The haemodynamic hallmark of AHFS includes an elevated left ventricular filling pressure, raised vascular resistance and a normal or diminished cardiac output. The main goal of initial management used to be haemodynamic stabilization and symptom improvement. Contemporary management continues to focus on improving haemodynamics and symptoms by relieving congestion, which may be considered an appropriate strategy to a certain extent [38]. Conventional treatment with acute diuretic therapy (i.e. intravenous furosemide; the most commonly used loop diuretic in clinical practice) may have the disadvantage of causing a large fall in cardiac output leading temporarily to acute pump dysfunction in occasional patients with left ventricular failure [39,40]. This has led to the search for newer agents with effects not only to improve haemodynamics and symptoms, but also to improve clinical outcomes (for example, mortality and hospitalisation). Vasodilator therapy with nitrates, particularly with isosorbide dinitrate, nitroglycerine and nesiritide, has provided some promising results in clinical practice, as suggested by large observational studies [41,42]. However, loop diuretics have remained the mainstay of AHFS management. This is mainly because the decision to use vasodilators is sometimes complex. Vasodilators should probably be avoided in patients presenting with ADHF associated with hypotension or severe mitral or aortic stenosis, for the fear of increased mortality [2].

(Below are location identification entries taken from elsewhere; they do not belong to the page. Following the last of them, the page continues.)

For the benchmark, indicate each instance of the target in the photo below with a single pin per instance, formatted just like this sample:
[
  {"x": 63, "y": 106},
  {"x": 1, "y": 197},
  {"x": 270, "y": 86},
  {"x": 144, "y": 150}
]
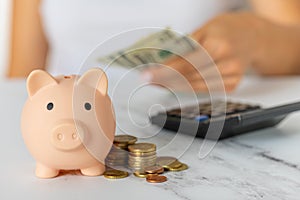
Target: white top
[{"x": 75, "y": 27}]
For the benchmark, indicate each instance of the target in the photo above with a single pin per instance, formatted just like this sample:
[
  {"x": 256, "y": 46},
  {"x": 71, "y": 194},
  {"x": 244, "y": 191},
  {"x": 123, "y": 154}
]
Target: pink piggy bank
[{"x": 68, "y": 122}]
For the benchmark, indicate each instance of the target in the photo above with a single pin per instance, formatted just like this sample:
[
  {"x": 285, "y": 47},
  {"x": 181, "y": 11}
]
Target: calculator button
[{"x": 201, "y": 118}]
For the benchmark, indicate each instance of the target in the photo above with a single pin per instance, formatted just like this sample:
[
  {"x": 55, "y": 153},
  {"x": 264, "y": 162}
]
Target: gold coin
[
  {"x": 154, "y": 169},
  {"x": 154, "y": 178},
  {"x": 142, "y": 147},
  {"x": 140, "y": 154},
  {"x": 181, "y": 168},
  {"x": 127, "y": 139},
  {"x": 173, "y": 165},
  {"x": 120, "y": 146},
  {"x": 115, "y": 174},
  {"x": 140, "y": 174},
  {"x": 165, "y": 161}
]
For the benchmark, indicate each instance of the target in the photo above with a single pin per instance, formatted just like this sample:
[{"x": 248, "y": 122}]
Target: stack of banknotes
[{"x": 155, "y": 48}]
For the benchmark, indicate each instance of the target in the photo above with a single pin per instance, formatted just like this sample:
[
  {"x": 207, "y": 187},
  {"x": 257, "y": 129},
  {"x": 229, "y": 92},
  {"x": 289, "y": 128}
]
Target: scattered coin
[
  {"x": 165, "y": 161},
  {"x": 115, "y": 174},
  {"x": 154, "y": 178},
  {"x": 181, "y": 168},
  {"x": 140, "y": 174},
  {"x": 154, "y": 169},
  {"x": 142, "y": 148}
]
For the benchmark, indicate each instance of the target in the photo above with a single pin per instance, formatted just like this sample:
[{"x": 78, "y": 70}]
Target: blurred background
[{"x": 5, "y": 17}]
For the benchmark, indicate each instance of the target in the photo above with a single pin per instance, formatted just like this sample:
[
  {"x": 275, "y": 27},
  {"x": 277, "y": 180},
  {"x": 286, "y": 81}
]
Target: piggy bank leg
[
  {"x": 96, "y": 170},
  {"x": 43, "y": 171}
]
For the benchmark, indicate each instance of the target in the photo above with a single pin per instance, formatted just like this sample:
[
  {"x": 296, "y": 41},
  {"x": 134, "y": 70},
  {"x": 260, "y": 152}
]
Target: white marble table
[{"x": 261, "y": 165}]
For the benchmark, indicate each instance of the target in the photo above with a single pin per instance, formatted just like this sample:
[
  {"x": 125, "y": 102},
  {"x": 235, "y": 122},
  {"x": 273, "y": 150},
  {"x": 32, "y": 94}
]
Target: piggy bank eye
[
  {"x": 87, "y": 106},
  {"x": 50, "y": 106}
]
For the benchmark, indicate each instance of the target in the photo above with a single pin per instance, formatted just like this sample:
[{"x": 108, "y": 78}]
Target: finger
[
  {"x": 229, "y": 83},
  {"x": 218, "y": 49},
  {"x": 221, "y": 69}
]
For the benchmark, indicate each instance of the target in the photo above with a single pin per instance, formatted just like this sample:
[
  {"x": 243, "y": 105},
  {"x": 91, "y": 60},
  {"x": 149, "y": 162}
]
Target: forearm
[
  {"x": 28, "y": 43},
  {"x": 278, "y": 50},
  {"x": 278, "y": 53}
]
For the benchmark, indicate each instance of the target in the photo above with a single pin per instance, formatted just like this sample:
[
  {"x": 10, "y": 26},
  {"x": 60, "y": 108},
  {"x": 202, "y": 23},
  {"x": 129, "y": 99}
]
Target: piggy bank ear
[
  {"x": 95, "y": 78},
  {"x": 38, "y": 79}
]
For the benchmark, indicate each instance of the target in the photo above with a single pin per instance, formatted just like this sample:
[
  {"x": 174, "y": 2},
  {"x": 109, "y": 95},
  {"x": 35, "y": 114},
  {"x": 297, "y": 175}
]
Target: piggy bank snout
[{"x": 68, "y": 136}]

Available studies are have been limited by the small number of patients and the different dosing regimens and clinical outcomes. None of the included studies have reported medical costs as an outcome measure or made any cost-effectiveness analysis. Further high-quality studies are needed to improve our understanding in the growing acute heart failure patient population.
There is little evidence to support the use of nitrates in AHFS, which is surprising given the widespread use of nitrates. Further large randomised trials are needed to evaluate the safety and efficacy of these agents in the modern era of guideline-directed use of heart failure therapy.